Beritane.com – Pada Rabu (4/9/2024), Presiden Filipina Ferdinand Marcos Jr mengungkapkan rasa terima kasihnya kepada Indonesia atas penangkapan mantan Wali Kota Bamban, Alice Guo, yang terjadi di Tangerang, Banten.
Penangkapan Guo berlangsung pada Selasa (3/9/2024) pukul 23.58 WIB, dan telah dikonfirmasi oleh Departemen Kehakiman Filipina melalui Kepala Bagian Kejahatan Internasional (Jatinter) Divisi Hubungan Internasional Polri, Kombes Audie S. Latuheru.
Presiden Filipina Marcos menyampaikan pernyataan di media sosialnya, “Biarkan ini menjadi peringatan bagi mereka yang mencoba menghindari keadilan: Tindakan itu sia-sia. Hukum itu bertangan panjang dan akan menjangkau kalian,” seperti yang dilaporkan oleh kantor berita AFP.
Menteri Kehakiman Filipina, Jesus Crispin Remulla, menyebutkan bahwa penangkapan Guo merupakan bukti dari dedikasi lembaga penegak hukum Filipina dan kekuatan kerja sama internasional dalam mengejar buron.
Alice Guo, yang juga dikenal sebagai Guo Hua Ping, sebelumnya menjabat sebagai Wali Kota Bamban dan kini dituduh terlibat dalam perdagangan manusia serta berhubungan dengan sindikat kriminal China.
Alice Guo melarikan diri setelah dikaitkan dengan pusat perjudian online yang beroperasi dari China, di mana ratusan orang dipaksa terlibat dalam penipuan atau terancam kekerasan.
Selain itu, Guo juga dituduh sebagai mata-mata China yang menyamar untuk mencalonkan diri sebagai pejabat Filipina.
Guo telah menjadi buronan Senat Filipina karena menolak hadir dalam sidang mengenai keterlibatannya dalam operasi penipuan pertanian di Bamban, menghadapi tuduhan korupsi, pencucian uang, dan perdagangan manusia.
Juru bicara Biro Imigrasi Filipina, Dana Sandoval, menjelaskan kepada AFP bahwa Indonesia menganggap Guo sebagai orang asing ilegal karena statusnya sebagai buron di Filipina dan adanya kesalahan penafsiran kewarganegaraan di paspornya.
Kepala Divisi Hubungan Internasional Polri, Inspektur Jenderal Krishna Murti, menegaskan bahwa penangkapan Guo merupakan hasil dari kerja sama antara Indonesia dan Filipina.
“Upaya dalam membantu pengejaran buron ini adalah bagian dari kerja sama dengan Pemerintah Filipina.

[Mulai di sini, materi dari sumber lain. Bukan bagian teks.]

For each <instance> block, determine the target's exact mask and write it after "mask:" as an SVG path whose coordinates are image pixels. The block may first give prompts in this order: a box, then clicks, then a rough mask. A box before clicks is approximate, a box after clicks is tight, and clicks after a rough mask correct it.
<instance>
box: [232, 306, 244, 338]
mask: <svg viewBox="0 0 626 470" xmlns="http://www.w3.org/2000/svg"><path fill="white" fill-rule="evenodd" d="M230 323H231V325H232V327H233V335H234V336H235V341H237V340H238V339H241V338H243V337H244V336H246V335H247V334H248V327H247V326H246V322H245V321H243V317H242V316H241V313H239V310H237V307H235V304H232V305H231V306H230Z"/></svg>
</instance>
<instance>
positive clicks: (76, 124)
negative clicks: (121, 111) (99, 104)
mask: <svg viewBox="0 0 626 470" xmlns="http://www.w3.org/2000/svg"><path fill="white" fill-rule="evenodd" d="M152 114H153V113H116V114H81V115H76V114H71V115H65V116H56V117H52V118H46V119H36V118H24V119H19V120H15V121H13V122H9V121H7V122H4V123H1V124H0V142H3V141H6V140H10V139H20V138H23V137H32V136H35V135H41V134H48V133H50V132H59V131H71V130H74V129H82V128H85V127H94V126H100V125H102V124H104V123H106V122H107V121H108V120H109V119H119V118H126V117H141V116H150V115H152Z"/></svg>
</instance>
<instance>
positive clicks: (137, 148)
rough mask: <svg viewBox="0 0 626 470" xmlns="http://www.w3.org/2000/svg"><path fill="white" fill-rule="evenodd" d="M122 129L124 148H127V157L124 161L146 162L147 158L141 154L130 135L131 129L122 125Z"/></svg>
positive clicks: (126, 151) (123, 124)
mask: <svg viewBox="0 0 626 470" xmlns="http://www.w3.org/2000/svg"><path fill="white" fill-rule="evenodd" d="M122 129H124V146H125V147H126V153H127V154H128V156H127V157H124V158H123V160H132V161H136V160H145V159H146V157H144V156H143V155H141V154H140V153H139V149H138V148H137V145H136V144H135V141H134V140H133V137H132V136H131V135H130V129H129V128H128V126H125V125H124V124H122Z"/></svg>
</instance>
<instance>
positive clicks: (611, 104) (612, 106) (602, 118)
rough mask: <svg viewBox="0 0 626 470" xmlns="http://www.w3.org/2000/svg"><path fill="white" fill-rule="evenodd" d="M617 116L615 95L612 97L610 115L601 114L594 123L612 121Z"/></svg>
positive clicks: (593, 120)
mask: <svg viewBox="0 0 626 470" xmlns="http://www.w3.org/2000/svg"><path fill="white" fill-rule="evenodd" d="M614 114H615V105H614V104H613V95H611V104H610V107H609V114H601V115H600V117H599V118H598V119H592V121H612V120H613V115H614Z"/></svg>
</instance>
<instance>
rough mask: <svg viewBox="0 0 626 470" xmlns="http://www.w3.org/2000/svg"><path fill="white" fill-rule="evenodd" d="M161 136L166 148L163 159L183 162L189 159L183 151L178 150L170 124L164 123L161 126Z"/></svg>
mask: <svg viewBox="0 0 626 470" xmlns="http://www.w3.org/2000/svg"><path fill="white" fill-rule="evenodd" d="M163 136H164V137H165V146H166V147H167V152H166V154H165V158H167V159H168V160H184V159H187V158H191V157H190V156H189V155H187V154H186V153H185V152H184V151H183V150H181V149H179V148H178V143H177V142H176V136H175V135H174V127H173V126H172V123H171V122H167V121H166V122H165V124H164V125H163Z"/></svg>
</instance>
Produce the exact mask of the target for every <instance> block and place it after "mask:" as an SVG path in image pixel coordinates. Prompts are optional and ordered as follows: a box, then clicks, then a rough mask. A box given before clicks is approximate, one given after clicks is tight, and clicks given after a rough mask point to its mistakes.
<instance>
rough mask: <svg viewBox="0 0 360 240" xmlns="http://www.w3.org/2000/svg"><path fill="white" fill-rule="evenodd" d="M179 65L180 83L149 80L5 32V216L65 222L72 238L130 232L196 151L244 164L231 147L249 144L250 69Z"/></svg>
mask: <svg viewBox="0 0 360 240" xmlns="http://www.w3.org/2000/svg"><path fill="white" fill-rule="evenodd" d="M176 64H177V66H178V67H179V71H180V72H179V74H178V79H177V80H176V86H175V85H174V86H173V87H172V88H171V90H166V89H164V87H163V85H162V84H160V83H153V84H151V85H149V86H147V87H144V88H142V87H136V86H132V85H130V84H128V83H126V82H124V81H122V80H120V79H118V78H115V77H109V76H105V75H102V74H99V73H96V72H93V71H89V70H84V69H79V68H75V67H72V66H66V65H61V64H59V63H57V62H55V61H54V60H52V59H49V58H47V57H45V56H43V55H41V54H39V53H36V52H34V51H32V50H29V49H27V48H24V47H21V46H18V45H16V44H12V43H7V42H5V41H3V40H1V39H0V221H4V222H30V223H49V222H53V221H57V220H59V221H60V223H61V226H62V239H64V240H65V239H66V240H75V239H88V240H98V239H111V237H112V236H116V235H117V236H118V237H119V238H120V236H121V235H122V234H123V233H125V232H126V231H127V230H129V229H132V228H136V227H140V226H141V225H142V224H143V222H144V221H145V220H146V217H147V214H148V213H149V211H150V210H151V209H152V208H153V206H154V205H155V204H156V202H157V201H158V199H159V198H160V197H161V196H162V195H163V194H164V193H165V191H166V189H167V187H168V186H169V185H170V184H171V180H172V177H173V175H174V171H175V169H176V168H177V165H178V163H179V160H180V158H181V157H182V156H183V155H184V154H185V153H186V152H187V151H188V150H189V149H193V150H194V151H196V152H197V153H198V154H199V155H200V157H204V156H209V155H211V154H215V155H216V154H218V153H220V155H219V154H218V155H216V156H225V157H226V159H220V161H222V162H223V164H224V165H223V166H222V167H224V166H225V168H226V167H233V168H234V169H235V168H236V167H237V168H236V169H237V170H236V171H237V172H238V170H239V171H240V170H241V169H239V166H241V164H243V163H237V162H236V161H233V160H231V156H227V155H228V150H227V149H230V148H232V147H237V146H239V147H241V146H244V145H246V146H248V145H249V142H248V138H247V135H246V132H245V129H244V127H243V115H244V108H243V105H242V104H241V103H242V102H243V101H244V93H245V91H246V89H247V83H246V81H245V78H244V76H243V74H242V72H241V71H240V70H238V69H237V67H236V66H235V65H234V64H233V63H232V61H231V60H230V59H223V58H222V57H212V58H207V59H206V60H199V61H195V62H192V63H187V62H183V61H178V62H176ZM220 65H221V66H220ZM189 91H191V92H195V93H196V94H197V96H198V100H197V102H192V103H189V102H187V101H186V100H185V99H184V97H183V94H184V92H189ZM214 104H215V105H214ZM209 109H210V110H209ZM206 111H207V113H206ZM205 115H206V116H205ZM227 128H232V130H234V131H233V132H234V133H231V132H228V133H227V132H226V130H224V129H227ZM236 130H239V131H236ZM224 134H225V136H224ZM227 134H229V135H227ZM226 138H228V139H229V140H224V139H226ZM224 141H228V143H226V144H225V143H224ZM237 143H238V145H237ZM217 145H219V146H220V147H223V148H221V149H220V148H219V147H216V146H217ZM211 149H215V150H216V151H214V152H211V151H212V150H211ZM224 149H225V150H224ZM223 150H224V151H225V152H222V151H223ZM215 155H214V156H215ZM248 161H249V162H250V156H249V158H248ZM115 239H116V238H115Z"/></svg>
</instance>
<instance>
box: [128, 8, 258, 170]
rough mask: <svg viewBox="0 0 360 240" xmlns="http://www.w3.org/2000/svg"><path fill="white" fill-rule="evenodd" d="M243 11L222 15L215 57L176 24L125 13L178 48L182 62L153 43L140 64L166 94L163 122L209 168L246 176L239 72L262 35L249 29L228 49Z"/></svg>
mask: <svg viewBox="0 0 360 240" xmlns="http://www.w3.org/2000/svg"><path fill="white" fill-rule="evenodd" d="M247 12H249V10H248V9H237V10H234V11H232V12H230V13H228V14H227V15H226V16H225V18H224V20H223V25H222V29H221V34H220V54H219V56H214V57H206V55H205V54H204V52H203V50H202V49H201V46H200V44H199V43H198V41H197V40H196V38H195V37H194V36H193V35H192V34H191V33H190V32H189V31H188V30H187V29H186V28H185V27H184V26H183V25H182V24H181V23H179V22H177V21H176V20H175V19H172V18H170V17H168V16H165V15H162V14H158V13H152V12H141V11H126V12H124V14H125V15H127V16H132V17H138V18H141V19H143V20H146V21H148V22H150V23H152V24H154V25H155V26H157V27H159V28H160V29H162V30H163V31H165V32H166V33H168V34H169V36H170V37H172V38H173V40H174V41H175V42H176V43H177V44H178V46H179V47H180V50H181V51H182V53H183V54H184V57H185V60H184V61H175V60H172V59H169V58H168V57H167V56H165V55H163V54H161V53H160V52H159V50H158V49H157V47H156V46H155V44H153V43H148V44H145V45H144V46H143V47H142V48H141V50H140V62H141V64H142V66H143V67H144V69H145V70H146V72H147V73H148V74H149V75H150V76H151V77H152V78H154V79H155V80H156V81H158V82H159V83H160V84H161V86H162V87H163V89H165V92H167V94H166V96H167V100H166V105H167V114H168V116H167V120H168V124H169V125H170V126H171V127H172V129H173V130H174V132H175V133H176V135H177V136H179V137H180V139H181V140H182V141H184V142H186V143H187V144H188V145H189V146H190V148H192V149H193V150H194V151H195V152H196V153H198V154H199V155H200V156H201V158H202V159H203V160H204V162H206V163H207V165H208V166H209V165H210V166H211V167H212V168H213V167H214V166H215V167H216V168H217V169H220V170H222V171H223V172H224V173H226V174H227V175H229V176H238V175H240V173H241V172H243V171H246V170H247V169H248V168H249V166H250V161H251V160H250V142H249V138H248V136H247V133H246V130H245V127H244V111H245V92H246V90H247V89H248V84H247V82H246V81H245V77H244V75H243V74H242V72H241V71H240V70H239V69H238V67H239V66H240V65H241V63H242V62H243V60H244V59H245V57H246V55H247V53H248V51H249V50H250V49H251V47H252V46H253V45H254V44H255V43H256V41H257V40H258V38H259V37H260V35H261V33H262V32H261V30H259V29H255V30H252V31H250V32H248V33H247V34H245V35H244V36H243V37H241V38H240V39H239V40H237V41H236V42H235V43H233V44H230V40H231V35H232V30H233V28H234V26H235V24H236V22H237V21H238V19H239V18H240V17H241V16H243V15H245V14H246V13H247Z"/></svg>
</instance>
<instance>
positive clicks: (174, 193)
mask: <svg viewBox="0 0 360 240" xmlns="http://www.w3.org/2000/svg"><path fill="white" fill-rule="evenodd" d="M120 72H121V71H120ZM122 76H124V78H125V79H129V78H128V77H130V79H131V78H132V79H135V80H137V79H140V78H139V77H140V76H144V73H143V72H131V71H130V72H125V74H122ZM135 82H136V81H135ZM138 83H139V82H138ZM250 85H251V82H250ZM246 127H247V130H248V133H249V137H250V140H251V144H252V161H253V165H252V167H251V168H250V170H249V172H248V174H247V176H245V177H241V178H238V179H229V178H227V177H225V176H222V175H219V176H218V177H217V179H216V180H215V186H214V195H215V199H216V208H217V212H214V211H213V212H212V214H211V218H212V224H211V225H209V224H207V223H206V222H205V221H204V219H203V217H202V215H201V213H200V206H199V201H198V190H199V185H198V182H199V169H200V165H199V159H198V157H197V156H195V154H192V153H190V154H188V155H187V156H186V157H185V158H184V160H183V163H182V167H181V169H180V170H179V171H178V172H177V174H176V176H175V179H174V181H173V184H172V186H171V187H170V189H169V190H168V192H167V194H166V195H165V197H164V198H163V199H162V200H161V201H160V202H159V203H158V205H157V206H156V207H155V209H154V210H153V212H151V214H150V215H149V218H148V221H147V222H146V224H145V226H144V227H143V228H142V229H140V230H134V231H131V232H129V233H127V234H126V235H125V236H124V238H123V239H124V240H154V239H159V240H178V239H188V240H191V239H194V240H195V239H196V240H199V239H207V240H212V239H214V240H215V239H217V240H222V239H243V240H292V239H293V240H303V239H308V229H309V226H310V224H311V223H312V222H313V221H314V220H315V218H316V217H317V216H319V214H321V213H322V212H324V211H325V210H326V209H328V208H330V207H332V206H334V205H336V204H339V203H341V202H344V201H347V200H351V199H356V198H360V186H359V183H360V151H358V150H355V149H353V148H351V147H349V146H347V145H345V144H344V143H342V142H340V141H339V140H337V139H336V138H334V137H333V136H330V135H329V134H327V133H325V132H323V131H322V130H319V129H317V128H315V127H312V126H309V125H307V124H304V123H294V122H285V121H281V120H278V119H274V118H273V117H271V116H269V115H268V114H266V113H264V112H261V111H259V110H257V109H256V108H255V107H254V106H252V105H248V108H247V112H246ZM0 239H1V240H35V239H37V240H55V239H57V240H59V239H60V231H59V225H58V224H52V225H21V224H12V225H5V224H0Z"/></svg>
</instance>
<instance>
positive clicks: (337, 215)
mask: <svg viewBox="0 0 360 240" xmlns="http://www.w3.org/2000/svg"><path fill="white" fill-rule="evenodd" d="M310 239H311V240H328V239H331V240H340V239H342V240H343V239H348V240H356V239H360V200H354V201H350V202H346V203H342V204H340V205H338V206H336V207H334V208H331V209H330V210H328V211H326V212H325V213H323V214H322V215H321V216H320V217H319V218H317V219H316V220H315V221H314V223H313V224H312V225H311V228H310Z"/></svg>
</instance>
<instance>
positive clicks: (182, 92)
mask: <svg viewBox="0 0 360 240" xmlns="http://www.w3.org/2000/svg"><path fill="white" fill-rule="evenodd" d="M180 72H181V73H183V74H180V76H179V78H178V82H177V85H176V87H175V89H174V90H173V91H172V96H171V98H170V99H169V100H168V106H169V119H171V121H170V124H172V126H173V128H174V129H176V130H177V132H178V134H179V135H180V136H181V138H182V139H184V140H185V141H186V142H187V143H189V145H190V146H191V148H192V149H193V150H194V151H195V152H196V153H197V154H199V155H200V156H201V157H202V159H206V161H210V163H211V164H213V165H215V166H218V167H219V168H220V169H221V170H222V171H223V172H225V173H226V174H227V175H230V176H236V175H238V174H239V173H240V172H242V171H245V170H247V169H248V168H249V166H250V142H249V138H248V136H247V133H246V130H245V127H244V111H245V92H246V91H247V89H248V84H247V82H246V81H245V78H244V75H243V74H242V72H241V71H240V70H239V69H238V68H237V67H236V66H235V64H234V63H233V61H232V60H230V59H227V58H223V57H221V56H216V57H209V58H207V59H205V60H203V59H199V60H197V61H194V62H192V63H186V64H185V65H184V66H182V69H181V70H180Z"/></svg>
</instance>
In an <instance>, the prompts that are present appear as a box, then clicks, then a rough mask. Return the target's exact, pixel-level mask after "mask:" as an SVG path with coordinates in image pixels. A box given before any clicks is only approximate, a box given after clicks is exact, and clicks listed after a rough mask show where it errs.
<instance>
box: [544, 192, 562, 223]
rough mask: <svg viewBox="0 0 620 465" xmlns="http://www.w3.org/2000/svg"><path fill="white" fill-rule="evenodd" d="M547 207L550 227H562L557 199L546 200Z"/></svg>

Detail penangkapan akan disampaikan kemudian,” kata Krishna kepada wartawan pada Rabu (4/9/2024).
Filipina kini meminta ekstradisi Guo, dan Biro Imigrasi Manila serta Biro Investigasi Nasional (NBI) sedang bekerja sama dengan otoritas Indonesia untuk proses kepulangan Guo secepat mungkin, menurut Direktur NBI Jaime Santiago kepada AFP.